I know that thinking about myself this way is wrong, and that letting them have this kind of effect on me is also not a great idea, but when this is the only way I know how to be, it isn’t so easy to change things. My dad’s family tells me that it is not my dad’s fault, that he works really hard, and can’t be expected to also have to come home and make dinner or whatever. (He doesn’t cook, and if we want food, we either have to make our own dinner, or get take out.) My dad’s newest plan is to hire yet another family counselor to “fix” our “family”. His excuse for how things are now is that it was hard when my mom died, and that it is hard to be a single parent. Now, I understand both of those points, but I don’t think that they are valid excuses for letting things get this bad. When it actually happened, I could see being overwhelmed with everything. But now it is five and a half years later, and his excuses are looking really thin. But he is continuing to look to other people to fix things for us, and to refuse to take responsibility for all of this, especially for Kerry’s behavior.
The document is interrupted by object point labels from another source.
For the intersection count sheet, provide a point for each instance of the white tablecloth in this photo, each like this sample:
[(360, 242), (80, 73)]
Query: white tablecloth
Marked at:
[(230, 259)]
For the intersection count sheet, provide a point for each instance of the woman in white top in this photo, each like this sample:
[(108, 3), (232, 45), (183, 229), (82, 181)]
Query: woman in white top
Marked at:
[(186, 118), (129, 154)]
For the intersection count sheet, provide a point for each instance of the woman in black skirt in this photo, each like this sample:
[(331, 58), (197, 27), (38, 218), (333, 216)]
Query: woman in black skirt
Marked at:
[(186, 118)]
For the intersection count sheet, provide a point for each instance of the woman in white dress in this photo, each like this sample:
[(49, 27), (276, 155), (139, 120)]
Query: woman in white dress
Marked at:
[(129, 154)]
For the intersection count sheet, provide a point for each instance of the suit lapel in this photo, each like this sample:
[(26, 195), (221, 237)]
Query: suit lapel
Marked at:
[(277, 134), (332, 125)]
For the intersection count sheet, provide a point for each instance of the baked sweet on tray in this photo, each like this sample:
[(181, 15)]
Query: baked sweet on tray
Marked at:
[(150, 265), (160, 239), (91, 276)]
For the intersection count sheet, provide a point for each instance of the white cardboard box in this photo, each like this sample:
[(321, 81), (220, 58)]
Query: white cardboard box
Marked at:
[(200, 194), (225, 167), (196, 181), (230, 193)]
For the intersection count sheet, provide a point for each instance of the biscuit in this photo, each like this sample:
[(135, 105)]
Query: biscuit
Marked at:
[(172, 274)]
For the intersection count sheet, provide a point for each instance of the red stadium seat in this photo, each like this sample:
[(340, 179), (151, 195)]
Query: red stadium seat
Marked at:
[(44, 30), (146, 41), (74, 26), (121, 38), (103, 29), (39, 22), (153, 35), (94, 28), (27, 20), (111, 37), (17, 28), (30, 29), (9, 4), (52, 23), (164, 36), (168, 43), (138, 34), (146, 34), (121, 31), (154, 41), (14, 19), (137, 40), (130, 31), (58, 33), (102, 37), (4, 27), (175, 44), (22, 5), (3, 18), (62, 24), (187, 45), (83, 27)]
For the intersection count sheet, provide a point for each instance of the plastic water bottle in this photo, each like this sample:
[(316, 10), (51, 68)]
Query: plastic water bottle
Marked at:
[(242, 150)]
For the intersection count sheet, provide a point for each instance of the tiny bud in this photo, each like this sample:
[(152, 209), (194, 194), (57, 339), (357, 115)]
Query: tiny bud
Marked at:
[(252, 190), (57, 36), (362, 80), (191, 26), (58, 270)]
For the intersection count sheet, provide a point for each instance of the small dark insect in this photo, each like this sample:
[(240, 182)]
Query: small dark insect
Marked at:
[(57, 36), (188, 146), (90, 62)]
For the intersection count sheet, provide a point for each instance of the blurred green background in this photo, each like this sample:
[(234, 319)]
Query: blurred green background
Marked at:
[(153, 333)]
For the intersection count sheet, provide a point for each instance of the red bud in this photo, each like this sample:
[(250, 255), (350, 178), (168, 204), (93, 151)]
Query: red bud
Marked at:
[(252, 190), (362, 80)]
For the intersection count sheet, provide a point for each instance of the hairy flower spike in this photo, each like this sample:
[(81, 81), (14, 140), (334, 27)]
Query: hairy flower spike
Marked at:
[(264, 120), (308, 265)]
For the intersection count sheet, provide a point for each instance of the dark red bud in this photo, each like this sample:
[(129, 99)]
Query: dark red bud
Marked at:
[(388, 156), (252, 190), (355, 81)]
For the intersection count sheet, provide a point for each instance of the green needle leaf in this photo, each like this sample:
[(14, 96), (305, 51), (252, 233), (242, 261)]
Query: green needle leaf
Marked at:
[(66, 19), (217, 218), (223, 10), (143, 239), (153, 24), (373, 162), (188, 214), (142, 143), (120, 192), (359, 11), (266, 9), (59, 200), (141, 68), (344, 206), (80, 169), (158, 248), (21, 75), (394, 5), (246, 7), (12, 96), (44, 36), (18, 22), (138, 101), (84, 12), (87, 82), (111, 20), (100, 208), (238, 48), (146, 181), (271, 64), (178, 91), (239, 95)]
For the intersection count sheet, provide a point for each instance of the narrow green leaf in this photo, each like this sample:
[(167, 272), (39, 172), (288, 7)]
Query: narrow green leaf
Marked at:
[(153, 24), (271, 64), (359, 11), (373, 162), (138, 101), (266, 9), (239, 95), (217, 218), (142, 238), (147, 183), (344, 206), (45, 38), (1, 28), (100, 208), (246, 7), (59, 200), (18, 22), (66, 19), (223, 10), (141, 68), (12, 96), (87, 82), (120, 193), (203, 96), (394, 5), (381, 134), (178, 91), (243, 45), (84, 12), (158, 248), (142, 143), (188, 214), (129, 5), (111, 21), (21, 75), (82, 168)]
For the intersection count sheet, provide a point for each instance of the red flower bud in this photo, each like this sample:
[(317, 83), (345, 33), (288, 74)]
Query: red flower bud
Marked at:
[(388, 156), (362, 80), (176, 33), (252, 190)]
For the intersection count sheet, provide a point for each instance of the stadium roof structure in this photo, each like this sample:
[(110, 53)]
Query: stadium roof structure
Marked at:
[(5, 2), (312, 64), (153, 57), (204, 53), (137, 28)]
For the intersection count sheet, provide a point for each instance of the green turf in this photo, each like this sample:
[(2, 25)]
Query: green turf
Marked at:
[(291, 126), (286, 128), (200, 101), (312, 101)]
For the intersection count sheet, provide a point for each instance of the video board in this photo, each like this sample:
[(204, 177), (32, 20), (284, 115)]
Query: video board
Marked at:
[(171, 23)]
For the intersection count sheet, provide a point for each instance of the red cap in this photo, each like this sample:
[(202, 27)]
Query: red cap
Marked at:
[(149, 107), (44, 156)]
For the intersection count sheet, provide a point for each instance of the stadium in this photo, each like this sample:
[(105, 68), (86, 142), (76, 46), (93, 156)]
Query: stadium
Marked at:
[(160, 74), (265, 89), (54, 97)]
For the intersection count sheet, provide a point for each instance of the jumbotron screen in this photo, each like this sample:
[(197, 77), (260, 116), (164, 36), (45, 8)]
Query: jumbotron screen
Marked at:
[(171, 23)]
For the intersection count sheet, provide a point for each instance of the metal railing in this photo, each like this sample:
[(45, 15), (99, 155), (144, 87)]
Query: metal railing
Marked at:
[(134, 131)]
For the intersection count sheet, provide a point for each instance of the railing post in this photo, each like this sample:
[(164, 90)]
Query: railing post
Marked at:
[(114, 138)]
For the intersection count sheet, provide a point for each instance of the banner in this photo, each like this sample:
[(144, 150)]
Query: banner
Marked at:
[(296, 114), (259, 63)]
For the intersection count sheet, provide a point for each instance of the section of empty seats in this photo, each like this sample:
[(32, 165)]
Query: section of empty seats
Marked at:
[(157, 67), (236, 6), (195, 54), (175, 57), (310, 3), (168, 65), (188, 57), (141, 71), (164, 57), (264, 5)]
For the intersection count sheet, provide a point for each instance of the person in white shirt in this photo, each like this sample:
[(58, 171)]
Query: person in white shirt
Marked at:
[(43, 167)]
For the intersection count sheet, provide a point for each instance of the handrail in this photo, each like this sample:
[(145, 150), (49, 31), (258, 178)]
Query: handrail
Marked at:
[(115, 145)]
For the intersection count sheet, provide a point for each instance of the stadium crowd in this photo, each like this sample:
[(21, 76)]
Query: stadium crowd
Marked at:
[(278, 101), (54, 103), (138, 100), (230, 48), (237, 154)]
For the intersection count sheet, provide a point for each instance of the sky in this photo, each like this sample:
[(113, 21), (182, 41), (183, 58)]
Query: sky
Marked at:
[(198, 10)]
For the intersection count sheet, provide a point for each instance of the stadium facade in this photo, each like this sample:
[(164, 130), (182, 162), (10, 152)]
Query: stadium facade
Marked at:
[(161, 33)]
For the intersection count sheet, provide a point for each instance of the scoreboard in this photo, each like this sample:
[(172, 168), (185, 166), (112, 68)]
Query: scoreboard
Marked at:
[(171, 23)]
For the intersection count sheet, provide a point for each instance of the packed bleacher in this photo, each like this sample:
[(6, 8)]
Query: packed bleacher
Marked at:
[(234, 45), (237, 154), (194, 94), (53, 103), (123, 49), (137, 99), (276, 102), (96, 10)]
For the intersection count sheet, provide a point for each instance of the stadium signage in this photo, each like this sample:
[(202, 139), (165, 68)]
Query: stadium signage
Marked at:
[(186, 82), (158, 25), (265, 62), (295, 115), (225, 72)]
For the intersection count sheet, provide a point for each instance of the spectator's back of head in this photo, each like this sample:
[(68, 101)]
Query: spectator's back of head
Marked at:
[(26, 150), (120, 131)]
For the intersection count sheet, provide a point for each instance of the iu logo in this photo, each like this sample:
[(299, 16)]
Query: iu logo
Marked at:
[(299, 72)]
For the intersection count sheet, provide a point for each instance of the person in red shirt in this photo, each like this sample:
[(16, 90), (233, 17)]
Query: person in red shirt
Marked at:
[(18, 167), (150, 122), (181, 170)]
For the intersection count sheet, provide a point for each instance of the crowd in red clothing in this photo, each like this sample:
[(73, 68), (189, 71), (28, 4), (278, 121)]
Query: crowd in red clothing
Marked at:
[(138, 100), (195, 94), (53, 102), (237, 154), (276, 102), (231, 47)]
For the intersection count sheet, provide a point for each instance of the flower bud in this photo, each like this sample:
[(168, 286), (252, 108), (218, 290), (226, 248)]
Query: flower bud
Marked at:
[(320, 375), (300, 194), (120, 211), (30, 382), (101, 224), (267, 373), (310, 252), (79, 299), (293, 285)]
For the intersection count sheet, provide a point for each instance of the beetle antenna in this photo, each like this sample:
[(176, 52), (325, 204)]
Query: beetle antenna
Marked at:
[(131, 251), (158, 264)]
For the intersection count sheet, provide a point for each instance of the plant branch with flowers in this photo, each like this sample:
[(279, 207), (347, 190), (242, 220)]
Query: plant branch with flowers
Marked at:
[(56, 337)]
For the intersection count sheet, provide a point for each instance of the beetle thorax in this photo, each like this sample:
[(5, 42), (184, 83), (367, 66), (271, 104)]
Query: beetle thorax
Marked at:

I don’t feel like a part of my family. I feel excluded and unwanted. After my dad pushed me out of the house with the excuse of college (which he was too busy to even take me to, because he wanted to go on a trip with his girl friend that they planned after they knew when I was leaving), he began to focus his efforts onto Kerry. He buys her whatever she wants, and lets her do pretty much anything, most likely in an attempt to keep her from turning out as disappointingly as I did. They have made a total of three trips to Hawaii with Kerry, where I have stayed home. The entire Sweeney family went on a white water rafting trip in Oregon, without me. My dad, his girlfriend, my sister, and one of her lame friends recently went on a three day ski trip (in the middle of the week, which meant Kerry was allowed to miss school to go to the snow) without even telling me where they were, or that they were going anywhere, and my dad and sister are going to Germany without me this summer. Not only did they make their trips to Germany and Hawaii without including me, they did it without even telling me. They have frequently had diner with my dad’s girlfriend and her children, who also went on the trip to Hawaii. I, however, have never met her kids, even though they have been dating for almost two years, and have never even been invited to one of these dinners. And my father’s response to any of that is that it is my fault that I don’t feel like a part of the family. Sometimes I get the feeling that they would be happier if I wasn’t there. I would be one less hassle, one less thing to worry about. All I want is to feel like I matter to them, or like they at least made an effort to include me, or to care about me.

So now, I am almost 18, and I am supposed to be able to be an adult, and take care of myself, but I feel so broken, and unhappy and ill prepared that I can’t fathom me ever being able to take care of myself. But other than that, I am out of options, because my family sure as hell isn’t going to take care of me. I can’t remember a time when I was ever truly happy; everything has always just been a temporary distraction from how bad things really are, and how unhappy I really was.
All I really want is to be free. I want to have a day when my head and back don’t ache with stress, or a day when I cry for no reason. I want to feel wanted, and loved, like I belong wherever it is that I am. I don’t want to feel like a guest in my house, or a stranger in my family. And I don’t think that there is anyone I can pay to help me feel better. I think I am, once again, alone on this one.